Int J Drug Policy. 2024 Mar 13:126:104362. doi: 10.1016/j.drugpo.2024.104362. Online ahead of print.


Background: Pandemic income support payments have been speculatively linked to an increased incidence of illicit drug poisoning (overdose). However, existing research is limited.

Methods: Collating Canadian Emergency Response Benefit (CERB) payment data with data on paramedic attended overdose and illicit drug toxicity deaths for the province of British Columbia at the Local Health Area (LHA) level, we conducted a correlation analysis to compare overdose rates before, during and after active CERB disbursement.

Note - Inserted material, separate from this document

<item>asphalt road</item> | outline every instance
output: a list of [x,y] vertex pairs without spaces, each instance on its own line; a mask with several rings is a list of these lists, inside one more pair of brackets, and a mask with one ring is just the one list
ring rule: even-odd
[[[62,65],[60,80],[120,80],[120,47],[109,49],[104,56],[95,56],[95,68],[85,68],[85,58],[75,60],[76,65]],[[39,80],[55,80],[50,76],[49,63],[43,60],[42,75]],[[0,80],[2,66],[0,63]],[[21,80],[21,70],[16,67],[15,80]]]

Results: There were 20,014,270 CERB-entitled weeks identified among residents of British Columbia for the duration of the pandemic response program. Approximately 52 % of all CERB entitled weeks in the study were among females and approximately 48 % were among males. Paramedic-attended overdoses increased uniformly across the pre-CERB, CERB and post-CERB periods, while illicit drug toxicity deaths sharply increased and then remained high over the period of the study. Correlation analyses between overdose and CERB-entitled weeks approached zero for both paramedic-attended overdoses and illicit drug toxicity deaths.

Conclusions: These findings suggest that attributing the pandemic increase in overdose to income support payments is unfounded. Sustained levels of unacceptably high non-fatal and fatal drug poisonings that further increased at the start of the pandemic are reflective of complex pre-existing and pandemic-driven changes to overdose risk.

Keywords: Ecological analysis; Income assistance; Overdose; Pandemic.